Friday, November 15, 2013

Masculinity and Madness

KILL LIST (2011)

The final third of KILL LIST descents into a WICKER MAN-like nightmare, with a climactic nod to A SERBIAN FILM.

IRAQ War veteran Jay (Neil Maskell)'s mood swings and unemployment are causing frictions with wife Shel (MyAnna Buring), and disrupting their connection to seven-year-old son Sam (Harry Simpson). After a dinner party with fellow vet Gal (Michael Smiley) and his new girlfriend Fiona (Emma Fryer) is also disrupted by an argument, Gal invites Jay to renew their partnership as hitmen. Made to sign a contract in blood, the duo are given targets by a strange syndicate: a priest who may or may not have links to paedophilia, a librarian with violent videos, and an MP who lives in a secluded mansion. After Gal is fatally stabbed by one of many pagan celebrants near the MP's dwelling, Jay is forced into a knife fight with a masked 'hunchback', which ends with him being crowned by the cultists.

This Warp X/Rook visceral genre-bending horror, shot around Sheffield, is the second feature from writer/director Ben Wheatley after 2009's DOWN TERRACE. The reactions and strange dialogue by people on the 'kill list', together with a bizarre visit to the doctors, enhance Jay's - and the viewer's - disorientation (the priest and librarian both thank their executioners). We share the emotional roller-coaster because the kitchen sink naturalism draws you to the characters before the brutality feeds in. Shel is trying to hold her family together despite financial worries and Jay's confrontational demeanour, while Jay struggles to control his psychosis (possibly post-traumatic stress, or mental scars from a 'job' in Kiev). A conclusion that the hitmen have been victims of an entrapment at the hands of the mysterious Client (Struan Rodger) still cannot explain all of the ambiguities, especially when the latter refers to "reconstruction."

Lambs to the slaughter: Michael Smiley and Neil Maskell play hitmen haunted by the past in this surreal offering.

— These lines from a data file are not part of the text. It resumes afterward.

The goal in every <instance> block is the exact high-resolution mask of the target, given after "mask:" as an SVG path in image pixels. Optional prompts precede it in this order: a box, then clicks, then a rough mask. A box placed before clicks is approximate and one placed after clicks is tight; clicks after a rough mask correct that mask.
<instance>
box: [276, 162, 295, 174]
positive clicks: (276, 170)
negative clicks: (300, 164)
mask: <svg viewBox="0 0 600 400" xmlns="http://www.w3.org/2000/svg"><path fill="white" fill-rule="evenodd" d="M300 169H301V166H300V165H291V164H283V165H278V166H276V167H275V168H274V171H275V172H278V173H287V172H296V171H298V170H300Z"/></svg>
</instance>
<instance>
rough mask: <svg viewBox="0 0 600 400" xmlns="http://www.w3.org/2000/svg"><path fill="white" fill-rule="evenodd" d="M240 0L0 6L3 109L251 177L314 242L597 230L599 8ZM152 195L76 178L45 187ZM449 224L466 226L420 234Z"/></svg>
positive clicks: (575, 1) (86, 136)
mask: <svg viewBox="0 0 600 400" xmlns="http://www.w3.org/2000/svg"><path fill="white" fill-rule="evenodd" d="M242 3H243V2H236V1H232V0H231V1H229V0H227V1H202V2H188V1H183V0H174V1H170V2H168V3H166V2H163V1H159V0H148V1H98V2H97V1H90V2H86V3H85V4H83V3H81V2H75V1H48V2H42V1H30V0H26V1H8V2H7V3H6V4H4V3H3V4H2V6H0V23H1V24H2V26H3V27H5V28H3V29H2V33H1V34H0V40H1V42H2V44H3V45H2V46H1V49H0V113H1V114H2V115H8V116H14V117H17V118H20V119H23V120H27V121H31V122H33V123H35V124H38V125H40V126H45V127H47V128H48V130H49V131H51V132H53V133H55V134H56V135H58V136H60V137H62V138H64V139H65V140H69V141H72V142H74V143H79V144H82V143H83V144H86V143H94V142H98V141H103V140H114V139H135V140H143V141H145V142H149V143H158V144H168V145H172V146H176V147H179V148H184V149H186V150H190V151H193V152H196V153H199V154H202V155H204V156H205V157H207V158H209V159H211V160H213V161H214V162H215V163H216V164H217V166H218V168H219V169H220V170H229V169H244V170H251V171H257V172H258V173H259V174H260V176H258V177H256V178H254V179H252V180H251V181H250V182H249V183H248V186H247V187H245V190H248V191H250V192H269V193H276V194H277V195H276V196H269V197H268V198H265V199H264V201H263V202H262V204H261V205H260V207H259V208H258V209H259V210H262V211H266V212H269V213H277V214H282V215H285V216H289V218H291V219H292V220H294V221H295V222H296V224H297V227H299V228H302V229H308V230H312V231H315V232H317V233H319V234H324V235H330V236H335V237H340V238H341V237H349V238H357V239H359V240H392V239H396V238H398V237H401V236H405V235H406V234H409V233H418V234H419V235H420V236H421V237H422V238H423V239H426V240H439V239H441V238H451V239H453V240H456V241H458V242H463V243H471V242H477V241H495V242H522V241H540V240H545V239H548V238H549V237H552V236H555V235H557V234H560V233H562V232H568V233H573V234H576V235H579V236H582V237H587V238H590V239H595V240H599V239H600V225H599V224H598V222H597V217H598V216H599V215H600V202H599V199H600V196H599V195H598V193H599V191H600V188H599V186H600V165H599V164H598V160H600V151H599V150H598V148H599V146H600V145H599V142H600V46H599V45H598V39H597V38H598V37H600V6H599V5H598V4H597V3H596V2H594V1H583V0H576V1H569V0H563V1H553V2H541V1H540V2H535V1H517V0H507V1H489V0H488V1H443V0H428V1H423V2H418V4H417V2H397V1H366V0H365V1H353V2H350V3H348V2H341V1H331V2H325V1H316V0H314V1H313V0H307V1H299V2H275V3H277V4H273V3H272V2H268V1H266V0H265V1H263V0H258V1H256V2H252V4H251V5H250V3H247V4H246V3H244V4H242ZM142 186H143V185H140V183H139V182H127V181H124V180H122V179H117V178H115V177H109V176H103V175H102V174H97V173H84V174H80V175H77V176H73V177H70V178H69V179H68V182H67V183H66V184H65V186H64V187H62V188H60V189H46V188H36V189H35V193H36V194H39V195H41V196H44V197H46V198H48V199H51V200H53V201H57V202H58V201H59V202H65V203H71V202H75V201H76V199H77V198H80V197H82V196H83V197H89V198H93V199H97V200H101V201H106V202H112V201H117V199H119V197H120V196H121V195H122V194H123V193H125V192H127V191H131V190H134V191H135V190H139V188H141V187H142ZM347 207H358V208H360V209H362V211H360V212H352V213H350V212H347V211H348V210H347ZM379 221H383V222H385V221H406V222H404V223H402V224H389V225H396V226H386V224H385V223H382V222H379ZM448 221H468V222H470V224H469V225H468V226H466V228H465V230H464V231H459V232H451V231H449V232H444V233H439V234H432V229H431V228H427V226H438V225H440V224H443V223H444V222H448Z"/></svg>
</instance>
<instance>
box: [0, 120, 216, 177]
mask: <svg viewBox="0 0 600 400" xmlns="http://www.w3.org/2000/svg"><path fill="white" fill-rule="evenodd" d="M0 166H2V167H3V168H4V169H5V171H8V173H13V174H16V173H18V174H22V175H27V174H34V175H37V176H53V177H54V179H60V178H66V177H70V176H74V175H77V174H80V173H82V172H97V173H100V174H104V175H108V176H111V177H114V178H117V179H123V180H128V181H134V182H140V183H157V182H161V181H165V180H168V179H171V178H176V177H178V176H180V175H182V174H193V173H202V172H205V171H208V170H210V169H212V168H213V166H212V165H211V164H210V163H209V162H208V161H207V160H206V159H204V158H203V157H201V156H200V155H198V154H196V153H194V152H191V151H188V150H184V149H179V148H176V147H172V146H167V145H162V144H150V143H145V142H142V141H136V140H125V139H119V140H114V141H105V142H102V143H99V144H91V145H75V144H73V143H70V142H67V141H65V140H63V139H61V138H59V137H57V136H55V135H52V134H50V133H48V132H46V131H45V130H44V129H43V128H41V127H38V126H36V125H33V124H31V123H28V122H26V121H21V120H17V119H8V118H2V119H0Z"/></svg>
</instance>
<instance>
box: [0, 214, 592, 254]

KILL LIST is an artfully constructed shocker, exploring Wheatley's preference for a sinister Olde England. This metaphysical existence where the landscape has a deep-rooted preference for bad vibes is a notion further explored in his next film SIGHTSEERS, and taken to its zenith with A FIELD IN ENGLAND. The filmmaker is arguably the greatest British talent to emerge since Ken Russell or Lindsay Anderson, an audacious creative force which produces works that defy any fixed categorisation. Next up for Wheatley are the first two episodes of Peter Capaldi's DOCTOR WHO tenure, and a film adaptation of J.G. Ballard's 1975 novel HIGH-RISE, which offers him an urban setting to warp the human psyche.